Larval cod are not uniformly dispersed in the water column (Huwer et al. 2011). Cod larvae hatch at depths of > 50 m and from here move to shallower zones to begin feeding on nauplii (Huwer et al. 2011). It is important at the moment when exogenous feeding begins that the larvae have food of the appropriate size. The highest density of larval cod in the northern part of the BB in August 2007 was at 25 m to 40 m (Huwer et al. 2011), which corresponded with the depths at which they shift to exogenous feeding (Schmidt and Hinrichsen 2008). Strategically, larval cod begin foraging before the yolk-sac is fully resorbed (Biernaczyk et al. 2016; Jacobsen et al. 2020). In some parts of the Atlantic, such as the Faroe Plateau, larval cod feed on phytoplankton and Calanoida eggs until the yolk-sac is fully resorbed (Jacobsen et al. 2020), while in the BB phytoplankton is not a appropriate food for larval cod, which is likely the result of the lack of spatial and temporal co-occurrence (Zuzarte et al. 1996; Voss et al. 2003). Calanoida copepods are the preferred food of larval and juvenile cod (Economou, 1991; Zuzarte et al. 1996; Voss et al. 2003). In the early stage, larval cod prefer Calanoida nauplii, while older larval and juvenile cod forage on progressively old developmental copepod stages (Jacobsen et al. 2020). Hüssy et al. (1997) reported that copepods were an element of the diets of juvenile Baltic cod up to 70 mm in length. As cod body size increases, the share of copepods in its diet also decreases as the fish shift from pelagic food to inhabiting the bottom. Baltic cod transitioned from pelagic to benthic habitats at a body length of approximately 50 mm (Hüssy et al. 1997).

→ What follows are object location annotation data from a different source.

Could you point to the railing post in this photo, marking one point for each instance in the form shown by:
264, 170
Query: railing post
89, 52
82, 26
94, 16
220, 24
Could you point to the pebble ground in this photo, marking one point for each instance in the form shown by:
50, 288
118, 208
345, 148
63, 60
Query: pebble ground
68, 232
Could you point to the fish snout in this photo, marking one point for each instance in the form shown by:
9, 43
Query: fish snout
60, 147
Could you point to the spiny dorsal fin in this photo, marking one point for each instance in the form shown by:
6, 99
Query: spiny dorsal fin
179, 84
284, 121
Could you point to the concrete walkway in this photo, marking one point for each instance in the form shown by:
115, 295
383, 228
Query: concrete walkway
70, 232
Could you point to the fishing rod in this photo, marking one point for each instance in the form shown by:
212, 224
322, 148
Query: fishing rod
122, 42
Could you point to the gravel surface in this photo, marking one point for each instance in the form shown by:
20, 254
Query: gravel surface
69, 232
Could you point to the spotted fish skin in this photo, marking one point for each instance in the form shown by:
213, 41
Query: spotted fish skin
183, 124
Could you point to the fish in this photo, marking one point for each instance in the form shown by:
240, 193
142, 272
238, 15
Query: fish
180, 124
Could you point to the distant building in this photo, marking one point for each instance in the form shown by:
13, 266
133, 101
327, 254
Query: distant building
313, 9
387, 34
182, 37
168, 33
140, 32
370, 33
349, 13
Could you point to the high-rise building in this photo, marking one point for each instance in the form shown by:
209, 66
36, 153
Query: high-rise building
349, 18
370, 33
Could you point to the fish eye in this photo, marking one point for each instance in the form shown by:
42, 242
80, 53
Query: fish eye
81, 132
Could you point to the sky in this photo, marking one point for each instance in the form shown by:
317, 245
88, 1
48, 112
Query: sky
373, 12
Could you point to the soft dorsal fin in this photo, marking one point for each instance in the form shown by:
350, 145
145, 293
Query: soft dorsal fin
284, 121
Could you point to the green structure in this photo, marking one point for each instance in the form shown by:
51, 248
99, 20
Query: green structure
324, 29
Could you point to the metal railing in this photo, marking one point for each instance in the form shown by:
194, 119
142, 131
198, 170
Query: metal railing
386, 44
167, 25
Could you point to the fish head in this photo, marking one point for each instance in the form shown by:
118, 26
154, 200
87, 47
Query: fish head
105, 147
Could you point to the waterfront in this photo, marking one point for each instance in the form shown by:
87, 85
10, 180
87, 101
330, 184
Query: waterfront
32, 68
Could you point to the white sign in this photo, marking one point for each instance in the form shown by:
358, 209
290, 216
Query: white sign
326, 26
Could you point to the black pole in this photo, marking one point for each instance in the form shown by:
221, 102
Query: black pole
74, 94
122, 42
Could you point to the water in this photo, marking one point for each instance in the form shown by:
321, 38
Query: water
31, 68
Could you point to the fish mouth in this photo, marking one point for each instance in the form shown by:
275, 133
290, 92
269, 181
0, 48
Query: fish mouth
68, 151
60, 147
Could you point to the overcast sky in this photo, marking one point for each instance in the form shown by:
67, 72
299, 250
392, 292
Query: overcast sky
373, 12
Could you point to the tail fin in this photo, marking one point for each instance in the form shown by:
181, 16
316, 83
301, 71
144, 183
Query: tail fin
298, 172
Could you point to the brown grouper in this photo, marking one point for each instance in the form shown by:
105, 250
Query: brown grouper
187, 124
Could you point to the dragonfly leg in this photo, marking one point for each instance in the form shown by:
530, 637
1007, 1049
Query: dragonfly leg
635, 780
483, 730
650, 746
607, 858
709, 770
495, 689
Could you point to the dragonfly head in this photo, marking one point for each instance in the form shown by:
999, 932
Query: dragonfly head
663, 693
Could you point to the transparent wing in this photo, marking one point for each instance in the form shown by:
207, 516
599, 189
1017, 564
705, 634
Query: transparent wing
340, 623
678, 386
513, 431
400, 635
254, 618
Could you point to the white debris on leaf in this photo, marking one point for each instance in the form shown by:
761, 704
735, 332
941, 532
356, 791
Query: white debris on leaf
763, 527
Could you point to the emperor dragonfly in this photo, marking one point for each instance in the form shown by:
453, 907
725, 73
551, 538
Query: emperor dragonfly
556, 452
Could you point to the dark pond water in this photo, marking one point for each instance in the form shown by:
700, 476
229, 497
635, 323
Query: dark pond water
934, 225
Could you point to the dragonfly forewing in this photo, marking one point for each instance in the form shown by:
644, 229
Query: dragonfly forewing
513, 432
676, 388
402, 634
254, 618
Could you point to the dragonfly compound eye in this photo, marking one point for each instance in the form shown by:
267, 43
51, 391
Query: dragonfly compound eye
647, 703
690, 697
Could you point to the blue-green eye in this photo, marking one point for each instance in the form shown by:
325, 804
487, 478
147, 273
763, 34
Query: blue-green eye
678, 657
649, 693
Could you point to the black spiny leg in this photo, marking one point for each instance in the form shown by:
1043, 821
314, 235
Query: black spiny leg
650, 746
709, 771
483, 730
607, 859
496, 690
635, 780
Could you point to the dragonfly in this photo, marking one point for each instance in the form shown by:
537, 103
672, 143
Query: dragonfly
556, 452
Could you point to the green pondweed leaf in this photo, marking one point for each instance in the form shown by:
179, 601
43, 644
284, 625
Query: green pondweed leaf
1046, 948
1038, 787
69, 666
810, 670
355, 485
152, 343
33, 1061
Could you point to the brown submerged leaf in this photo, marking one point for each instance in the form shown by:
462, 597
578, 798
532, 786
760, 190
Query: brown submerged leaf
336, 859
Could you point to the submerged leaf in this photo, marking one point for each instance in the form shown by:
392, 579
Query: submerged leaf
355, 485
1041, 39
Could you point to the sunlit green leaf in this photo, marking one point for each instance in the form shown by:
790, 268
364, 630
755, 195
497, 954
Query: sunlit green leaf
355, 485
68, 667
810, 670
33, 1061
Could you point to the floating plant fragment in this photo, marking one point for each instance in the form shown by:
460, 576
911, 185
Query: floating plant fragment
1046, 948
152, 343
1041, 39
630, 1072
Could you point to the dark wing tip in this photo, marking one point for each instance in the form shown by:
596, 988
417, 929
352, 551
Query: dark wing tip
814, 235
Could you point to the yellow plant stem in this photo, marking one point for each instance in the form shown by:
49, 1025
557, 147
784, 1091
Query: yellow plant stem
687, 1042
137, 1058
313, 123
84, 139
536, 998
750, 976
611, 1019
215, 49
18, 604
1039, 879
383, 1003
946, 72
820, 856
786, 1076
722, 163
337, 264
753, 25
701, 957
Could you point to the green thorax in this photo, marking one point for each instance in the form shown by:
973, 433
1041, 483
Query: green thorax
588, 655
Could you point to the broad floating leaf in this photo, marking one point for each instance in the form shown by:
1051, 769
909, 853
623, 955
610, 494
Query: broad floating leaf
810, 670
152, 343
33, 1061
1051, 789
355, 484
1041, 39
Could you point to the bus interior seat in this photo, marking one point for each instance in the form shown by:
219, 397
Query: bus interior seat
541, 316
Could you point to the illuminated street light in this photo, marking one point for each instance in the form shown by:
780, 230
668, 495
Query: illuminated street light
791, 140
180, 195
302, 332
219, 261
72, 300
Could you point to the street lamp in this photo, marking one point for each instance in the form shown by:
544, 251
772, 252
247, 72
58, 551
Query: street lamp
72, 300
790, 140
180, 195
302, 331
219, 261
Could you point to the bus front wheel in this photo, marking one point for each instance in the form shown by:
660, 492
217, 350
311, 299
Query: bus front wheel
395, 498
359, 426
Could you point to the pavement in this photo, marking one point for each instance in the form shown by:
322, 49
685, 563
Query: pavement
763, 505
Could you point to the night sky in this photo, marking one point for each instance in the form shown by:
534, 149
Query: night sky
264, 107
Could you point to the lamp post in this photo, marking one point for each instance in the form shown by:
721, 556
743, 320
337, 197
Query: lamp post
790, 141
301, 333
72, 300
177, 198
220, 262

Köster et al. (2017) observed a decline in the abundancy of larvae in BB in between 2012 and 2014, especially in August. That situation could have an influence on the decline in recruitment success. In the following years, there was a drastic drop in value of recruitment to roughly 1.8 billion in 2015 from approximately 5 billion in 2011 and 2012 (ICES, 2022). The decrease in the GR index of larvae and juvenile cod observed in this study between 2012 and 2014 may not be the direct cause of the reduction in recruitment, but its influence cannot be excluded.